氷を岩へぶつけるイメージを連想するも、先程のような魔力が集まる感覚がない。
先程とは違う感覚を覚える。
今度は強くイメージすることを念頭に、唸りながら岩を睨みつける。
「んん〜〜っ! 氷が出るイメージ……氷が岩目掛けて飛んでいくイメージっ!!」
残念ながら周りの魔力はちっとも反応しない。勿論、体内魔力もである。
さっきの魔法を使おうとした際の魔力が寄ってくる感覚が本当に無い。
出来ないとここまで現実突きつけられると、少しばかり気を落とした表情になる。
「……仕方ないのか。この世界ではそういうルールらしいから、受け入れるしかないかな」
気を取り直そうと今度は闇の初級魔法を探す。
「おっ、あったな。えっと……ダークスナッチ? 何だこれ?」
アイスシュートより、よっぽどイメージしづらい呪文が出てきたと、苦難の表情を浮かべる。
「さっきのアクアシュートより分からんぞ。……っ、どうすっかな?」
舌打ちをして頭をかいてページを見ているとその呪文の上に詠唱文字だろうか、記されていた。

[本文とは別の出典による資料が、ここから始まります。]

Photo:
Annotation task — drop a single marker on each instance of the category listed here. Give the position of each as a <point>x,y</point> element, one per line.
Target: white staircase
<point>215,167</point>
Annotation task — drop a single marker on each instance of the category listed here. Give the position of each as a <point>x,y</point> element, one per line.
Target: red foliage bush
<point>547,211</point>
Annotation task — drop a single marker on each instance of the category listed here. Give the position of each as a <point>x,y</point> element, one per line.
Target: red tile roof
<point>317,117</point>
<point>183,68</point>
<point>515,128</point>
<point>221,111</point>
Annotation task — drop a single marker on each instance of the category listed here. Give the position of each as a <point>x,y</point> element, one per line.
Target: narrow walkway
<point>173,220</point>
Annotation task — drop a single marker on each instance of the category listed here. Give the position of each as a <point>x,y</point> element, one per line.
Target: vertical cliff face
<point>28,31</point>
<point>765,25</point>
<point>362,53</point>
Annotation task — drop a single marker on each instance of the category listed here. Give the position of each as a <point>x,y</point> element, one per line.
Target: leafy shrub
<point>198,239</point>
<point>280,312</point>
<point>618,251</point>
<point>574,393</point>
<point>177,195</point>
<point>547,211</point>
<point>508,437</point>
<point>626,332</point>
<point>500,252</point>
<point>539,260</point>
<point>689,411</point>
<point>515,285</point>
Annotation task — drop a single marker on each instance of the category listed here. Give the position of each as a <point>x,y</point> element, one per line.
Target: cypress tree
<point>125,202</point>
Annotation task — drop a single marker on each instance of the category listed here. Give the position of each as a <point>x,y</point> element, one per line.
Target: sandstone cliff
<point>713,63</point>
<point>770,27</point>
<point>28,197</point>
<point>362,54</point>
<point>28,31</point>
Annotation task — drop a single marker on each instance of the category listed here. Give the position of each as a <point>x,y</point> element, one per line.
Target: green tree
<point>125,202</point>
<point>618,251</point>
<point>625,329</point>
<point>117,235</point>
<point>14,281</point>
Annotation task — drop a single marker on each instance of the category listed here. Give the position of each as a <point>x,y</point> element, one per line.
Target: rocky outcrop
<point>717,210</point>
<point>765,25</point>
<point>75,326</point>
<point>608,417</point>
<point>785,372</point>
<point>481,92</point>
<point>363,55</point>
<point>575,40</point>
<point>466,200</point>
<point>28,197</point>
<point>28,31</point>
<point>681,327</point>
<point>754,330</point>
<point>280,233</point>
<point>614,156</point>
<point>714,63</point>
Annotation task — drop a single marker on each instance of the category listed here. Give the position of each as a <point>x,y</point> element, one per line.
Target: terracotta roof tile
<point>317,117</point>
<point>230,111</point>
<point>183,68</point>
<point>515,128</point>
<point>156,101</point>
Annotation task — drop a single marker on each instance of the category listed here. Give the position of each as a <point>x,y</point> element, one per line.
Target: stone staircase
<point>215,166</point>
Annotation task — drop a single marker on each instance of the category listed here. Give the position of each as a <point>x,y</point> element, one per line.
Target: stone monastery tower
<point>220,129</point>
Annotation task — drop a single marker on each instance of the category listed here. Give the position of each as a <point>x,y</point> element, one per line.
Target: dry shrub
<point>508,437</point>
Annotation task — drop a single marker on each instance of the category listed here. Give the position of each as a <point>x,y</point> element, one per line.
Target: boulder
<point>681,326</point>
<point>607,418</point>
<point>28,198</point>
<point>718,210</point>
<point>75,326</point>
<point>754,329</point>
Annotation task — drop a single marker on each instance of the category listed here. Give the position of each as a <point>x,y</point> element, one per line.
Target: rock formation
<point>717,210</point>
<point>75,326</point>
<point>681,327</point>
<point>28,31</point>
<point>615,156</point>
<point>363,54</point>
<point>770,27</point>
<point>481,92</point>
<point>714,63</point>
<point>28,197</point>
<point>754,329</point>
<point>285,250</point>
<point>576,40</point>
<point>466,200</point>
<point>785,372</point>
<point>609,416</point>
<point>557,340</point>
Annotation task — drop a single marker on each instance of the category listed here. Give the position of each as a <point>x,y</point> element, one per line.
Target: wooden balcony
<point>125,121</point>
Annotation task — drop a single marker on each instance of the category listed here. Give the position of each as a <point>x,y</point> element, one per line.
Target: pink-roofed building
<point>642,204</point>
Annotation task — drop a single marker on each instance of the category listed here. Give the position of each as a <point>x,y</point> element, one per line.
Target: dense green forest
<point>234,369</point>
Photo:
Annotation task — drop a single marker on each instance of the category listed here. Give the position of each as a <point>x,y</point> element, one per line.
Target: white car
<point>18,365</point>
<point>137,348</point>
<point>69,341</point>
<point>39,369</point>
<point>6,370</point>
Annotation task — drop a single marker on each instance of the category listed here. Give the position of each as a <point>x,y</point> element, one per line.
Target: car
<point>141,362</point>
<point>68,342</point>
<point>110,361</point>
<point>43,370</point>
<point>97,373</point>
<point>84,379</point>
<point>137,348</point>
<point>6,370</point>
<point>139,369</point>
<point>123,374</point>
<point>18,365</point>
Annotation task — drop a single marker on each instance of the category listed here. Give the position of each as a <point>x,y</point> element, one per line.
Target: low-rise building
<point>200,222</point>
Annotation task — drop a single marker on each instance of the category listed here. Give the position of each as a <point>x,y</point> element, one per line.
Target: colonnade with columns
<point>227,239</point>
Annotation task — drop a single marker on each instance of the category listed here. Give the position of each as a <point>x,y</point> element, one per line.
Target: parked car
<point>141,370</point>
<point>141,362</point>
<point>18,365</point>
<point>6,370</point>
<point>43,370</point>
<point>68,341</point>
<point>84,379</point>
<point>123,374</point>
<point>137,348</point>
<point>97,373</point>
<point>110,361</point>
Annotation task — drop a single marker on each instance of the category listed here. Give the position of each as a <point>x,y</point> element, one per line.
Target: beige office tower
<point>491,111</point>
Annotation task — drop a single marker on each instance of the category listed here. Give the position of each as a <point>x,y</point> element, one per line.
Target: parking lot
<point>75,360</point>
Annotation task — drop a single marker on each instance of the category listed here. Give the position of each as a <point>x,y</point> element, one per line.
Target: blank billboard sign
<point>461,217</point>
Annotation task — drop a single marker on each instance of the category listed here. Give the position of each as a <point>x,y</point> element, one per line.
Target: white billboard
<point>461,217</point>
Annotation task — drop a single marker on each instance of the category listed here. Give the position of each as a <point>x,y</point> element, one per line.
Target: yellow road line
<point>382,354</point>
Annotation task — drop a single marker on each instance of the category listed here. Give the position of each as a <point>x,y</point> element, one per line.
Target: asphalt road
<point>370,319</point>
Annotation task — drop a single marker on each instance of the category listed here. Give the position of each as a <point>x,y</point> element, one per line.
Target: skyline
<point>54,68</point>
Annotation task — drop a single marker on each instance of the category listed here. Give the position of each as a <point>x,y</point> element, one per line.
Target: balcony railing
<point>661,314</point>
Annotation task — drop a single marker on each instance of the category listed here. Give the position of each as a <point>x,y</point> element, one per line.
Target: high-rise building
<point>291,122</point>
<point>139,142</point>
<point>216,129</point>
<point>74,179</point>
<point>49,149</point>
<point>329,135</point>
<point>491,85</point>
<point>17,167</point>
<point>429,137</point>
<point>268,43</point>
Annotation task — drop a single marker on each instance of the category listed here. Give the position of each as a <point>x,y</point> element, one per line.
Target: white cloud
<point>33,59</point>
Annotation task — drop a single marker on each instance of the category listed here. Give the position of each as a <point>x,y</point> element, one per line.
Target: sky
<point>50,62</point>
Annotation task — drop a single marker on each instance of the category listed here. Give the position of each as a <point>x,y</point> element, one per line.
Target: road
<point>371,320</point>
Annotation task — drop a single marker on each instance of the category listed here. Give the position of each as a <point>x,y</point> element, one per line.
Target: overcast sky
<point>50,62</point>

ただ、もちろん、日本語ではない。その部分を指でなぞる。
「……これ、文字呪文ってやつか? 読めん」
だが、イメージが湧かない限り下手な事は出来ない。何が起こるか検討もつかないからだ。おそらく無詠唱で発動出来るが――、
「そうか! 別に読めなくてもいいのか。確か……」
ふと思い出したように家で読んでいた魔法の発動についての本を探し、文字呪文について調べ始めた。
「……あった! えっと――文字呪文は特に決まりはないが魔力を込められるもしくは魔力そのもので文字を書き、発動を行うもの……」
ならばと杖で魔力を込めて空気をなぞる。すると、ぽうっと淡く白い光が杖先に出てきた。
「おおー。じゃあこのまま、えっと……」
わき見しながらその文字っぽく書いていく。するとその文字達が少しずつ書いていった方から紫色へと変わっていく。
「だ、大丈夫かこれ?」
文字呪文に疑問を抱きながらも空中に書いていく。
これもちゃんと試さないとな。後々必要になるかも知れないし、それに魔法自体が分からないなら……そっか! そのためのものか!
魔法自体が分からないから書いて発動、一度発動出来れば思い出せばいいだけだと理解する。
文字を間違えないようにゆっくりと書いていく。完成した文字がゆらゆらと浮かんでいる。なんとも不思議な光景だ。
「これで魔法を唱えるだけ……ダークスナッチ!」
ボンッと大きな音がなる。
「――きゃあ!?」
岩の方で黒い煙のようなものが発生。しばらくすると薄っすら消えていく。
「な、なるほど、攻撃魔法じゃなくて牽制とか視界を少し奪ったりする魔法か……」
ふむ、使い方によっては便利かも。